Stewart was instantly filled with a rage and hatred that contradicted everything she believed. The Canmore mother of five plotted revenge on her daughter’s captors.

“I didn’t recognize the person I had become,” said Stewart.

“In that moment I realized how easy it would be to become just like them. I had the capacity to be them. It shocked me and finally woke me up. This is exactly how wars and endless violence are perpetuated. You hurt me. Now I must hurt you.”

Stewart said she realized pursuing revenge would only continue to hurt herself and her family.

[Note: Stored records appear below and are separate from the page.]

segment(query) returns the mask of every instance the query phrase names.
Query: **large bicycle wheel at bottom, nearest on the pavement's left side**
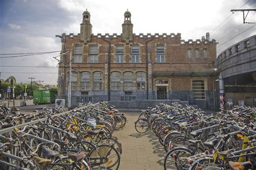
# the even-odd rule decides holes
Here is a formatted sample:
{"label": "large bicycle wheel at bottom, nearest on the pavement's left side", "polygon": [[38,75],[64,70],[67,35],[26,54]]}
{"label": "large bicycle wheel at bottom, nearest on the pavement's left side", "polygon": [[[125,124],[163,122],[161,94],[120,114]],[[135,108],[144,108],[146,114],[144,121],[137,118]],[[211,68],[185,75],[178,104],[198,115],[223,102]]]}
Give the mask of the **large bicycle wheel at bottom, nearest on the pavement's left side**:
{"label": "large bicycle wheel at bottom, nearest on the pavement's left side", "polygon": [[91,167],[118,169],[120,165],[120,154],[117,149],[109,144],[96,145],[88,155]]}

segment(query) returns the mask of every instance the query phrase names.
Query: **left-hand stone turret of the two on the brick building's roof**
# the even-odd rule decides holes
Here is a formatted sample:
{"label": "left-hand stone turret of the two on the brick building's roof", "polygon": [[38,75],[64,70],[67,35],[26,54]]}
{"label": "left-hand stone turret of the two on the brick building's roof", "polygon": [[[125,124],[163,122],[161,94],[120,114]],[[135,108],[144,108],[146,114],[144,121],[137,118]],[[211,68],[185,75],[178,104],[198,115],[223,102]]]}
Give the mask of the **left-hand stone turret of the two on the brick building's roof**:
{"label": "left-hand stone turret of the two on the brick building's roof", "polygon": [[83,22],[80,24],[80,40],[83,40],[84,44],[91,40],[92,25],[90,23],[90,17],[90,12],[86,9],[83,13]]}

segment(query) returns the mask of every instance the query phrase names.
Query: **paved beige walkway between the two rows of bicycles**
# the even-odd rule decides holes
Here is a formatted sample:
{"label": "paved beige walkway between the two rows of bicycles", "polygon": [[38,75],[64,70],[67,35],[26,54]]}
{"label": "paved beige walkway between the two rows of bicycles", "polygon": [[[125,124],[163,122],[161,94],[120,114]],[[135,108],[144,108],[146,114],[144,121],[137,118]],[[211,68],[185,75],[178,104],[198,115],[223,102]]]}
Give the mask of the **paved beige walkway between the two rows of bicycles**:
{"label": "paved beige walkway between the two rows of bicycles", "polygon": [[127,123],[122,130],[113,133],[122,143],[123,154],[119,169],[164,169],[165,151],[152,130],[140,134],[135,130],[134,121],[139,113],[125,113]]}

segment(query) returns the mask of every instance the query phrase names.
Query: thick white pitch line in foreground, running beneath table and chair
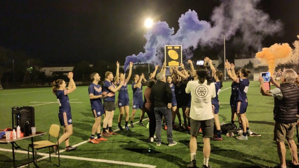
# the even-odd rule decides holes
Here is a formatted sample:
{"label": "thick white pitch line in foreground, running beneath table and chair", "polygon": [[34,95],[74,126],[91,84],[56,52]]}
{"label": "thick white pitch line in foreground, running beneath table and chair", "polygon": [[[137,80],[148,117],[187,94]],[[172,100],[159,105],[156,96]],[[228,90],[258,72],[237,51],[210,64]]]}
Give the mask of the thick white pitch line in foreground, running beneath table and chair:
{"label": "thick white pitch line in foreground, running beneath table and chair", "polygon": [[[6,152],[12,152],[11,149],[3,149],[0,148],[0,151],[6,151]],[[24,153],[28,154],[26,151],[16,151],[17,153]],[[32,155],[31,152],[29,152],[30,155]],[[37,159],[37,161],[40,161],[42,159],[48,158],[49,154],[47,153],[40,153],[38,152],[37,155],[42,155],[44,157]],[[58,155],[51,154],[52,157],[57,157]],[[129,165],[129,166],[136,166],[136,167],[148,167],[148,168],[155,168],[154,165],[149,164],[139,164],[139,163],[131,163],[131,162],[122,162],[122,161],[111,161],[111,160],[104,160],[104,159],[91,159],[91,158],[83,158],[83,157],[76,157],[76,156],[67,156],[67,155],[60,155],[60,158],[67,158],[67,159],[75,159],[75,160],[83,160],[83,161],[93,161],[93,162],[103,162],[103,163],[109,163],[109,164],[122,164],[122,165]],[[27,165],[24,165],[22,167],[26,167]]]}

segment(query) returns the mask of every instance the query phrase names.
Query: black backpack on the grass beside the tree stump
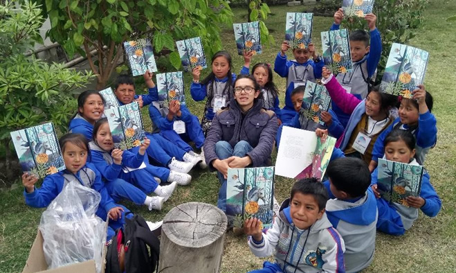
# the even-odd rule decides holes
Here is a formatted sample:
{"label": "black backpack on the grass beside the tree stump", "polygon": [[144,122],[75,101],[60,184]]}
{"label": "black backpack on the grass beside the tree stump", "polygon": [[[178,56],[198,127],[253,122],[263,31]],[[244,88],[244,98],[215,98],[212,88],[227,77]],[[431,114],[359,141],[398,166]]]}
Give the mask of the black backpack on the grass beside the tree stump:
{"label": "black backpack on the grass beside the tree stump", "polygon": [[[127,215],[129,213],[126,213]],[[125,226],[116,231],[107,243],[106,273],[139,273],[158,270],[160,240],[150,231],[145,220],[135,214],[133,218],[125,218]],[[147,246],[150,248],[147,249]],[[125,250],[125,268],[120,269],[120,252]]]}

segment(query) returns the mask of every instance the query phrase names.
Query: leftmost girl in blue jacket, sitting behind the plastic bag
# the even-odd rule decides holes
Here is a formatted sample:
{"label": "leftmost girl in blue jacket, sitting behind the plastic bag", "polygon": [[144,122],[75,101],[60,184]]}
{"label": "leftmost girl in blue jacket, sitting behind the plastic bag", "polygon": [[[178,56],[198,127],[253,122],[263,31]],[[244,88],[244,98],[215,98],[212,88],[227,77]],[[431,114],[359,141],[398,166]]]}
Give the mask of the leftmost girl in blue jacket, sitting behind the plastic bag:
{"label": "leftmost girl in blue jacket, sitting behind the plastic bag", "polygon": [[93,164],[86,163],[89,155],[89,144],[82,134],[65,134],[59,139],[60,149],[64,157],[66,170],[48,175],[44,178],[40,188],[35,187],[38,178],[30,173],[22,175],[22,184],[25,186],[24,197],[26,204],[35,208],[44,208],[51,204],[55,197],[68,183],[80,183],[93,188],[101,195],[100,206],[96,215],[103,220],[109,217],[108,238],[115,234],[115,230],[125,224],[125,213],[129,210],[125,206],[114,203],[104,187],[101,175]]}

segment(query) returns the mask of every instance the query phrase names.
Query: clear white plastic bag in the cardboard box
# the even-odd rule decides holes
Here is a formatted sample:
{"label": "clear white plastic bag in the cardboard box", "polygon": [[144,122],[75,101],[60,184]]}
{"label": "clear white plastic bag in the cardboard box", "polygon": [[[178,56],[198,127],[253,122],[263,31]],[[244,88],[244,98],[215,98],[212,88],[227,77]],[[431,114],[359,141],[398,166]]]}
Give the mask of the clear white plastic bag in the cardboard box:
{"label": "clear white plastic bag in the cardboard box", "polygon": [[101,272],[106,228],[95,216],[100,200],[97,191],[70,182],[49,204],[39,223],[48,269],[93,259]]}

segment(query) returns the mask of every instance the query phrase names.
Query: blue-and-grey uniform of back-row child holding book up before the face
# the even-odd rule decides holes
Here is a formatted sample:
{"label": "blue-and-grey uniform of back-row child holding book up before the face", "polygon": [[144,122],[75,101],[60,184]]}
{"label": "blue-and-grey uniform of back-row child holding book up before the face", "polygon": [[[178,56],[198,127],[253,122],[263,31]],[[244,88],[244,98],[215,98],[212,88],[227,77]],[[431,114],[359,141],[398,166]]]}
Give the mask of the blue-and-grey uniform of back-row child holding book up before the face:
{"label": "blue-and-grey uniform of back-row child holding book up before the face", "polygon": [[286,60],[286,55],[282,57],[280,52],[277,53],[274,63],[274,71],[282,78],[286,78],[286,93],[285,106],[282,108],[281,120],[282,123],[287,123],[295,116],[296,111],[291,102],[291,92],[298,85],[302,85],[306,80],[316,82],[316,79],[321,78],[322,68],[324,66],[323,59],[318,57],[314,62],[311,58],[300,64],[296,60]]}

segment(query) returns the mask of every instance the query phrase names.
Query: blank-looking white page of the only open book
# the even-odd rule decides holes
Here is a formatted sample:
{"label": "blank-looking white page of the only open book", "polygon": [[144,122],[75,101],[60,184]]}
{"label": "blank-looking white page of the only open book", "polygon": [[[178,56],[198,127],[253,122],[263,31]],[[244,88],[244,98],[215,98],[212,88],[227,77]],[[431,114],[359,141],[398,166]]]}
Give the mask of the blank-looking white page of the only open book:
{"label": "blank-looking white page of the only open book", "polygon": [[275,162],[275,174],[295,178],[312,164],[311,155],[316,147],[315,132],[284,126]]}

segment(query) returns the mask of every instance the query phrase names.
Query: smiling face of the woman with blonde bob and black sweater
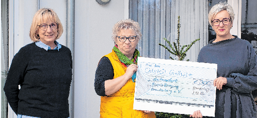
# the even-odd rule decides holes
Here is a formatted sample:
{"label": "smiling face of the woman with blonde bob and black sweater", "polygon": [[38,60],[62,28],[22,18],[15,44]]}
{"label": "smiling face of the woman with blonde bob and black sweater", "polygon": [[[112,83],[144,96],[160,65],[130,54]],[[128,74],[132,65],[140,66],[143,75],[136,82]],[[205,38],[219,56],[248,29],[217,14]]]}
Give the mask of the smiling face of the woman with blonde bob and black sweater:
{"label": "smiling face of the woman with blonde bob and black sweater", "polygon": [[47,19],[43,18],[42,23],[47,24],[48,27],[45,30],[42,30],[40,27],[37,29],[37,34],[39,35],[39,39],[43,43],[52,47],[53,45],[55,45],[54,40],[56,40],[56,37],[57,37],[57,34],[58,34],[58,32],[57,32],[58,28],[56,28],[56,29],[50,28],[49,25],[51,23],[55,23],[55,22],[50,20],[49,18],[47,18]]}

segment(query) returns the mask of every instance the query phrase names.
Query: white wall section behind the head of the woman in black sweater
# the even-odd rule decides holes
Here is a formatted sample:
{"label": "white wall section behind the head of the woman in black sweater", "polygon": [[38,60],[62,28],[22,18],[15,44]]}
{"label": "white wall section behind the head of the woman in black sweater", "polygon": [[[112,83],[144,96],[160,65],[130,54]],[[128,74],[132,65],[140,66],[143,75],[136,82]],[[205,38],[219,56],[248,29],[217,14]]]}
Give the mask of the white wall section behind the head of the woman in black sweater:
{"label": "white wall section behind the head of the woman in black sweater", "polygon": [[[14,44],[14,50],[11,51],[14,52],[14,54],[17,53],[21,47],[32,42],[29,31],[33,16],[37,12],[37,7],[37,0],[9,1],[9,42],[10,44]],[[57,41],[65,45],[66,2],[63,0],[55,0],[55,2],[52,0],[40,0],[40,8],[43,7],[52,8],[63,23],[64,31]],[[10,57],[12,61],[13,56]]]}

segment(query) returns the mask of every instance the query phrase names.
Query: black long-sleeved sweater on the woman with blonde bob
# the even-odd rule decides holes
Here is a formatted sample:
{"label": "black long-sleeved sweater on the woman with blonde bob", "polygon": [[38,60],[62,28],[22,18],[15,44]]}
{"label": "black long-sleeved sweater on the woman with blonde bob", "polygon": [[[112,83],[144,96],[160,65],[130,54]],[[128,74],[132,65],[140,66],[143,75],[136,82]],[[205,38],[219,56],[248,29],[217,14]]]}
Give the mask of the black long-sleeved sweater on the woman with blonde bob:
{"label": "black long-sleeved sweater on the woman with blonde bob", "polygon": [[22,47],[4,87],[10,106],[16,114],[69,117],[71,69],[71,52],[63,45],[59,50],[45,50],[35,42]]}

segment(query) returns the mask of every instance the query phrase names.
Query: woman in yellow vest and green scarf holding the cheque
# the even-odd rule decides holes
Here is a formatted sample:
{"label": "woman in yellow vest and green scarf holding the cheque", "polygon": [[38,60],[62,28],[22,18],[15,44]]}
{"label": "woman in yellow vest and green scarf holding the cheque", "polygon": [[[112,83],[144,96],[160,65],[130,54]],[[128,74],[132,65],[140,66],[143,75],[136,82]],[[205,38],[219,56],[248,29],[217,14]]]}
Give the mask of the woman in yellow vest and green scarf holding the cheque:
{"label": "woman in yellow vest and green scarf holding the cheque", "polygon": [[133,109],[140,30],[138,22],[131,19],[121,20],[113,27],[115,45],[111,53],[101,58],[96,70],[95,90],[101,96],[100,117],[155,117],[153,111]]}

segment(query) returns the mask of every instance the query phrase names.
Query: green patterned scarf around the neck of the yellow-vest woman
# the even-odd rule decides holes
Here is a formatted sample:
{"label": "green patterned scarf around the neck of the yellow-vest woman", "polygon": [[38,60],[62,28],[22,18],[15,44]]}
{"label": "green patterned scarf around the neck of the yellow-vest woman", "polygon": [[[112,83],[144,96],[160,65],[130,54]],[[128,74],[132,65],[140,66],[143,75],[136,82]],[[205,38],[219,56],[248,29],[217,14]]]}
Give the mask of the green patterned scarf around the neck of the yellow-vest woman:
{"label": "green patterned scarf around the neck of the yellow-vest woman", "polygon": [[[119,57],[119,60],[125,67],[129,66],[132,63],[137,65],[137,57],[140,55],[137,49],[135,49],[133,58],[131,60],[119,50],[117,45],[113,46],[113,50],[115,51],[116,55]],[[133,82],[135,82],[135,78],[136,72],[132,75]]]}

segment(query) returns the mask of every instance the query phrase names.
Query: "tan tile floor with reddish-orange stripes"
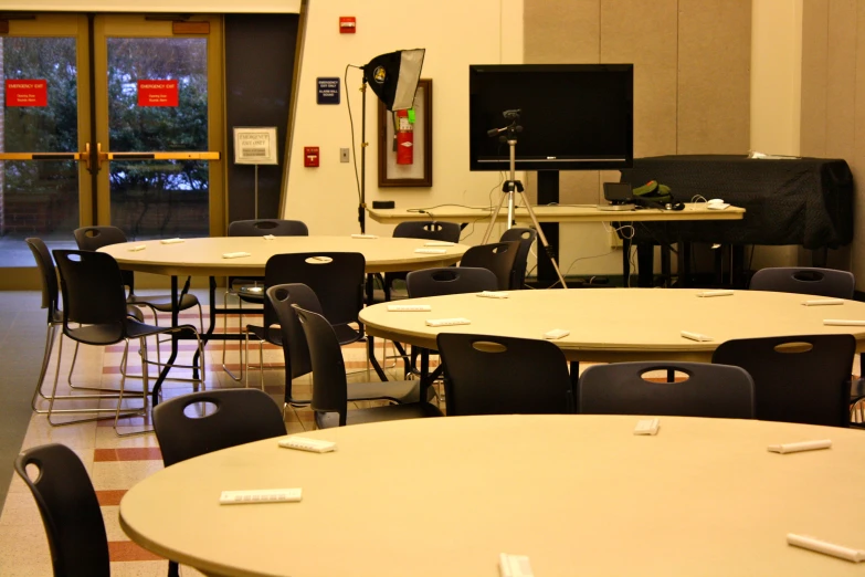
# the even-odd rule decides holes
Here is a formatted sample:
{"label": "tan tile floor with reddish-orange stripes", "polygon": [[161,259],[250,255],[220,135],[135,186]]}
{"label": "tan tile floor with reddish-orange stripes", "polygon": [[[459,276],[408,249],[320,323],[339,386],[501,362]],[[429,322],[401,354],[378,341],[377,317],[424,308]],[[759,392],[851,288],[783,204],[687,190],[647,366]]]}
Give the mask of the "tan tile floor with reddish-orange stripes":
{"label": "tan tile floor with reddish-orange stripes", "polygon": [[[32,310],[39,310],[39,295],[28,295],[17,293],[27,306]],[[9,306],[9,293],[3,293],[3,298]],[[24,305],[22,305],[24,306]],[[197,314],[181,315],[181,322],[198,324]],[[33,321],[32,318],[30,319]],[[2,328],[3,317],[0,315],[0,328]],[[231,322],[231,319],[230,319]],[[36,361],[41,360],[42,346],[44,342],[44,316],[38,317],[38,327],[29,343],[30,348],[38,350]],[[236,318],[234,318],[236,325]],[[38,338],[36,338],[38,337]],[[11,338],[11,337],[9,337]],[[7,343],[4,343],[7,344]],[[165,352],[167,344],[162,345]],[[366,344],[359,343],[346,347],[346,364],[349,368],[361,369],[366,367],[365,352]],[[137,347],[134,347],[137,350]],[[240,368],[238,344],[229,344],[229,365],[235,371]],[[150,345],[152,352],[152,345]],[[189,360],[194,350],[191,344],[181,345],[181,359]],[[163,353],[165,354],[165,353]],[[13,360],[13,356],[3,356],[6,360]],[[119,384],[119,365],[123,356],[123,346],[112,346],[107,348],[82,347],[75,366],[72,382],[75,386],[102,386],[112,387]],[[56,358],[56,345],[53,355]],[[241,384],[233,381],[222,370],[222,346],[221,343],[212,343],[208,347],[207,366],[207,387],[240,387]],[[68,392],[68,385],[65,382],[65,375],[68,373],[68,366],[72,359],[72,347],[68,340],[64,343],[63,360],[61,365],[61,390],[60,394]],[[253,355],[257,359],[257,355]],[[33,359],[30,359],[33,363]],[[265,350],[265,365],[278,367],[282,363],[282,352],[276,347],[267,347]],[[32,394],[32,386],[38,376],[38,365],[32,371],[32,377],[21,382],[21,394],[25,394],[29,402],[29,395]],[[43,389],[50,392],[53,384],[55,365],[49,368]],[[140,373],[140,363],[137,354],[130,355],[129,373]],[[151,371],[152,374],[154,371]],[[182,370],[175,370],[172,375],[182,375]],[[250,385],[257,386],[257,371],[250,375]],[[283,370],[282,368],[272,368],[264,373],[264,389],[271,394],[282,407],[283,405]],[[366,371],[361,371],[351,378],[365,380]],[[139,379],[129,379],[127,387],[138,388]],[[3,384],[6,386],[6,384]],[[189,382],[170,381],[163,387],[163,399],[178,395],[190,392],[192,385]],[[307,395],[309,391],[308,379],[296,379],[294,390],[298,396]],[[60,401],[57,401],[60,402]],[[67,401],[64,407],[85,406],[92,401]],[[104,406],[114,407],[114,401],[97,401]],[[140,397],[137,399],[125,400],[130,406],[140,406]],[[46,401],[40,402],[41,407],[46,406]],[[57,405],[59,406],[59,405]],[[19,407],[18,411],[27,410],[30,407]],[[0,416],[1,417],[1,416]],[[71,418],[71,417],[70,417]],[[62,419],[61,419],[62,420]],[[108,421],[86,422],[71,424],[67,427],[51,427],[43,415],[32,415],[27,432],[23,437],[23,443],[14,449],[20,449],[49,443],[60,442],[71,447],[81,457],[87,471],[91,474],[93,485],[96,490],[99,504],[102,505],[103,516],[105,518],[106,531],[109,541],[109,552],[112,559],[112,575],[115,577],[136,576],[150,577],[163,576],[167,574],[167,562],[131,543],[119,527],[118,508],[124,493],[135,483],[162,469],[161,454],[156,441],[156,437],[150,434],[118,438],[113,430],[113,419]],[[141,430],[149,424],[145,418],[129,418],[122,420],[120,430],[130,432]],[[308,409],[288,409],[286,411],[287,432],[298,432],[314,428],[313,413]],[[4,438],[4,444],[11,444],[15,441],[14,436],[9,434]],[[2,463],[0,471],[11,471],[9,465]],[[0,495],[1,496],[1,495]],[[182,575],[200,575],[194,569],[182,567]],[[51,575],[51,558],[45,539],[42,521],[36,510],[33,497],[27,485],[18,478],[12,475],[9,485],[9,492],[6,503],[0,514],[0,575],[4,577],[35,577]]]}

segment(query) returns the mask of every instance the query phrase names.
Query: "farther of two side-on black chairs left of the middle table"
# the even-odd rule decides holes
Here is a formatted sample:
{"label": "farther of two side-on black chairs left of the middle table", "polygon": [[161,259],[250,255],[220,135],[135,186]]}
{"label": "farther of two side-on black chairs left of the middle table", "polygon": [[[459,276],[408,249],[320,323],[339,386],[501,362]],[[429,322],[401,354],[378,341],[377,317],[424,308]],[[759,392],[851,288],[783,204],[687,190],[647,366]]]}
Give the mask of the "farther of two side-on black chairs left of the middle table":
{"label": "farther of two side-on black chairs left of the middle table", "polygon": [[[313,371],[306,335],[292,305],[321,314],[321,305],[312,288],[305,284],[277,284],[267,288],[266,298],[276,315],[285,358],[285,403],[308,405],[310,399],[297,399],[292,392],[292,380]],[[420,382],[416,380],[349,382],[348,400],[391,400],[393,402],[418,402]]]}

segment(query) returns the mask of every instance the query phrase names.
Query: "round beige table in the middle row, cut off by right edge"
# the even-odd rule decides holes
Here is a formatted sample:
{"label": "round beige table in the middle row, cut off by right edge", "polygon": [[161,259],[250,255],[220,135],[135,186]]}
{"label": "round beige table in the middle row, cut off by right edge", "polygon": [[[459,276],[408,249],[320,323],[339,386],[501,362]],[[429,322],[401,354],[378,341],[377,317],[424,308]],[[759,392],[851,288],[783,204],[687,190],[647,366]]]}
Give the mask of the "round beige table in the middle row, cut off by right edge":
{"label": "round beige table in the middle row, cut off by right edge", "polygon": [[[731,338],[850,333],[865,349],[865,326],[824,326],[825,318],[865,321],[865,303],[803,306],[819,296],[735,291],[731,296],[697,296],[702,290],[576,288],[511,291],[507,298],[476,294],[414,298],[431,312],[389,312],[373,305],[360,321],[373,336],[436,348],[441,332],[544,338],[553,328],[570,331],[553,340],[569,360],[692,360],[708,363],[715,348]],[[401,303],[409,303],[403,301]],[[464,317],[468,325],[430,327],[428,318]],[[684,338],[699,333],[713,340]]]}

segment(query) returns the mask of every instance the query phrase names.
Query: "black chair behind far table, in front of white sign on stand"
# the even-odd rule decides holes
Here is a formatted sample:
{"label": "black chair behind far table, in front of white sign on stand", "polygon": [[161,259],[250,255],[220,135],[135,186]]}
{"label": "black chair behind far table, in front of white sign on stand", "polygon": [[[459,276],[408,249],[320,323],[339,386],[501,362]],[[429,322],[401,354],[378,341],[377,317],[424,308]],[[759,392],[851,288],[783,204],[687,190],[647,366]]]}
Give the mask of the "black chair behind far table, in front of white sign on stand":
{"label": "black chair behind far table, in front of white sign on stand", "polygon": [[[284,219],[255,219],[255,220],[235,220],[229,224],[229,237],[265,237],[272,234],[274,237],[308,237],[309,229],[306,223],[299,220],[284,220]],[[243,327],[243,303],[250,303],[255,305],[262,305],[264,303],[264,287],[262,284],[264,279],[262,277],[235,277],[230,276],[226,283],[225,293],[222,298],[222,305],[228,307],[229,296],[238,297],[238,308],[240,311],[240,318],[238,322],[239,327]],[[222,317],[222,331],[225,333],[228,329],[228,315]],[[240,375],[229,369],[225,364],[225,349],[226,340],[222,342],[222,370],[224,370],[232,379],[240,381],[243,379],[243,355],[242,348],[238,347],[238,356],[240,358]]]}

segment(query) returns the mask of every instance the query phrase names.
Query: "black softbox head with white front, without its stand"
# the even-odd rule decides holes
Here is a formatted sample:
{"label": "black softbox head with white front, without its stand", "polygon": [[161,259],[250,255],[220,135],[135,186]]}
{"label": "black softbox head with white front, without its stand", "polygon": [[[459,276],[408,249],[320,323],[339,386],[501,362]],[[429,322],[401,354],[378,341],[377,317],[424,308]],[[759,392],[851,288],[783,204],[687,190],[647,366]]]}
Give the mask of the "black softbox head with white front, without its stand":
{"label": "black softbox head with white front, without its stand", "polygon": [[425,52],[398,50],[376,56],[363,66],[363,78],[388,111],[407,111],[414,105]]}

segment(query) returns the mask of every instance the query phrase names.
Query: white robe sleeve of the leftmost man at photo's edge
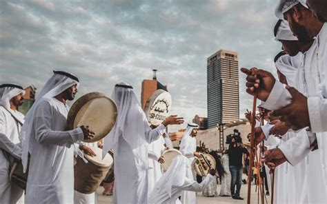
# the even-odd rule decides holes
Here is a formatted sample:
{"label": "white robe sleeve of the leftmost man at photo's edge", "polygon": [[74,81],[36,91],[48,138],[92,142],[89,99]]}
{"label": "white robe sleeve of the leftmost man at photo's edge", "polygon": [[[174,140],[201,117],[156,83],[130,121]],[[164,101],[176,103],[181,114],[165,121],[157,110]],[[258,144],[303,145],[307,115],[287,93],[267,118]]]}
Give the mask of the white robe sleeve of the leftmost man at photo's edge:
{"label": "white robe sleeve of the leftmost man at photo's edge", "polygon": [[17,159],[21,159],[21,147],[12,143],[9,137],[6,136],[6,121],[5,115],[0,111],[0,148],[12,154]]}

Stewart said her daughter returned home carrying the message of forgiveness. Stewart said as any parent knows it is easier to forgive someone who hurt you than it is to forgive someone who has hurt your child.

But Stewart preached forgiveness in her address to the Earthdance Red Deer 2012 crowd at Veteran’s Park on Saturday.

The global Earthdance music and dance festival celebrates peace, love, justice and environmental consciousness in hundreds of communities around the world each year.

“It is no longer enough to cry peace and throw up the peace sign,” said Stewart.

“It is not enough if the only time you preach peace is when everything is going smoothly in your life. Peace is synonymous with forgiveness.

“You cannot have one without the other. Peace is a choice that we make every single time someone offends us. Sometimes that choice will be presented to us 100 times a day. If world peace is what we truly wish for, we must live peace and must teach our children peace.”

Earthdance Red Deer has been observed in the city for seven years.

The focus of the event is a non-denominational Prayer For Peace when people around the world wish for peace at the same time.

“We feel if enough people do it around the world, we can make a difference,” said Jan Underwood, a Earthdance Red Deer committee member. “We should think globally. Every little bit helps with thoughts and deeds and trying to avoid conflict and think of the bigger picture.”

The charities of choice this year were The Global Enrichment Foundation, Lindhout’s charity that supports Somali women, and MAGsparks, a Red Deer and District Museum and Art Gallery program that provides visual art-making opportunities for persons with disabilities and others in the community.